A Protestant priest was among the POWs at the camp, and some of the men sang hymns with him and offered each other moral support. Almost 40 years after the war, the members of the old "camp church" gathered once more; they met regularly until most of them were too old to continue. In the first years after the war, Schleef found he could only really talk with others who had experienced the war. He had no connection to those who experienced it "only as a child."
Did he see the end of the war as a defeat or a liberation? "It was a defeat," he says. "I think it was a liberation for those who were in the concentration camps. I wasn't subjected to any particular hardship." His wife, Helga, interrupts. "For me, it was definitely a liberation," she says. She was eight years old when US soldiers entered Neustadt an der Weinstrasse. Although her family was not persecuted, she remembers living in constant fear of bomber raids. When the Americans arrived, it was the first time that she went to bed in her pajamas, instead of being fully dressed for the nightly run to the bomb shelter.
Legacy of the Nazi regime
Schleef was released from prison in 1947. In the destroyed city of Ulm, "I saw for the first time that Germany had lost the war." He arrived back home in Rotenburg on Pentecost Sunday on a transport train loaded with coal for Denmark. In the countryside, the effects of the war were less visible.
But the terror of the Nazi regime had affected people everywhere. One example: the systematic killing of people with disabilities. Schleef knew many victims of the so-called euthanasia program, because his father had worked with disabled people on a farm in Rotenburg. The city's institutions counted a total of 547 people who had been rounded up by the Nazis and murdered.
Schleef gradually learned about the extent of the crimes committed by the Nazis. He and his wife read a lot about them, and he remembers visiting the concentration camp in Bergen-Belsen.
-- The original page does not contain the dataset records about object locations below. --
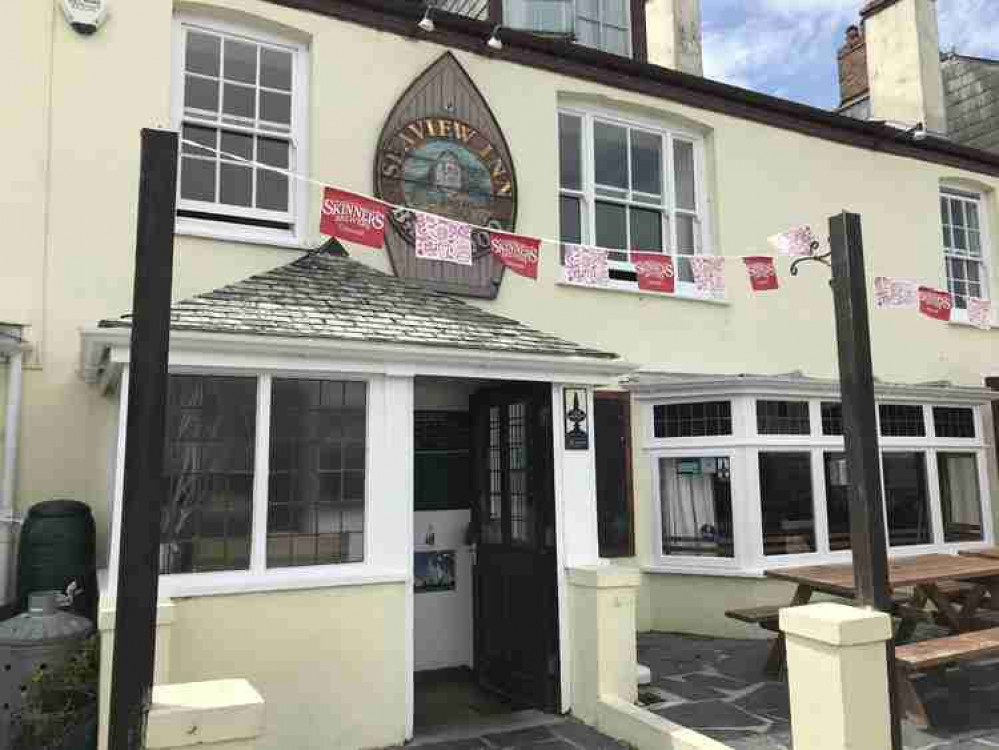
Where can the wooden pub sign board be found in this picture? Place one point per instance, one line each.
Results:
(442, 151)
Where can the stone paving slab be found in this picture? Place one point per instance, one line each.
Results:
(717, 686)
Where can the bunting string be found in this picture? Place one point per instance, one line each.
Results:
(363, 219)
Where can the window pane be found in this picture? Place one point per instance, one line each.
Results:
(275, 107)
(275, 69)
(570, 220)
(692, 420)
(239, 101)
(612, 229)
(960, 497)
(646, 162)
(683, 167)
(202, 53)
(832, 418)
(611, 155)
(782, 418)
(902, 420)
(954, 422)
(317, 475)
(197, 179)
(201, 93)
(837, 501)
(240, 61)
(208, 466)
(696, 501)
(788, 510)
(236, 185)
(646, 230)
(570, 133)
(906, 500)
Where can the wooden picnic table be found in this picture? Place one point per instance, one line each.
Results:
(958, 586)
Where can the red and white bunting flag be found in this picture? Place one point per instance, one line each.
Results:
(441, 239)
(794, 242)
(890, 292)
(518, 253)
(935, 304)
(709, 275)
(352, 217)
(980, 313)
(762, 273)
(655, 272)
(585, 265)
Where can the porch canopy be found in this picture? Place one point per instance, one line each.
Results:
(331, 306)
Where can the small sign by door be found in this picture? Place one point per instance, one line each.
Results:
(577, 422)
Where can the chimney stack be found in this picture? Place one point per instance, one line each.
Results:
(673, 34)
(852, 66)
(902, 41)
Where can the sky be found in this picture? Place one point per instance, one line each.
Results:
(788, 47)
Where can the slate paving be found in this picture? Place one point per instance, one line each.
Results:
(717, 686)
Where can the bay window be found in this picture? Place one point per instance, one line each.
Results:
(745, 483)
(627, 187)
(309, 485)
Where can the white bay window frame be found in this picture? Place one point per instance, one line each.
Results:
(295, 217)
(588, 196)
(745, 444)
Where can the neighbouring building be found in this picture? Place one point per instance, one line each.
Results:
(356, 434)
(891, 69)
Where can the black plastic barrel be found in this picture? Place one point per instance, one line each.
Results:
(58, 547)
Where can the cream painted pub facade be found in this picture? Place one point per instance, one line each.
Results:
(356, 435)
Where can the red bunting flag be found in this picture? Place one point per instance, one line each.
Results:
(655, 272)
(762, 274)
(935, 304)
(519, 254)
(353, 218)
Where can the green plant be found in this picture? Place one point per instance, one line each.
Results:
(60, 704)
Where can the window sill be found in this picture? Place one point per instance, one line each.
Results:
(634, 291)
(286, 579)
(237, 233)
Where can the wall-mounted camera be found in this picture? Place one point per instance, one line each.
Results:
(85, 16)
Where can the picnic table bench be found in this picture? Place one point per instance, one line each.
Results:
(959, 587)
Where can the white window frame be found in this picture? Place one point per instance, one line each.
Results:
(297, 135)
(745, 444)
(703, 241)
(977, 198)
(385, 530)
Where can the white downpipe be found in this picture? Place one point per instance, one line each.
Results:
(15, 365)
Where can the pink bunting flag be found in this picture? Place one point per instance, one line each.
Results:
(585, 265)
(709, 275)
(519, 254)
(935, 304)
(441, 239)
(655, 272)
(794, 242)
(980, 313)
(889, 292)
(352, 217)
(762, 273)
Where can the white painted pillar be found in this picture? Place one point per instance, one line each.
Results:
(837, 676)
He learned about how the people there had suffered. In a German POW camp, he saw the mass graves of Soviet prisoners.
"We once asked my father at a family gathering if he would like to be 18 again," says Schleef's daughter. "He said no - that it hadn't been a good time for him." Today, Schleef is a grandfather many times over. Knowing of his father's experience during World War One and given his own experience of World War Two, he says his greatest wish for his children and grandchildren is that they never have to experience war themselves.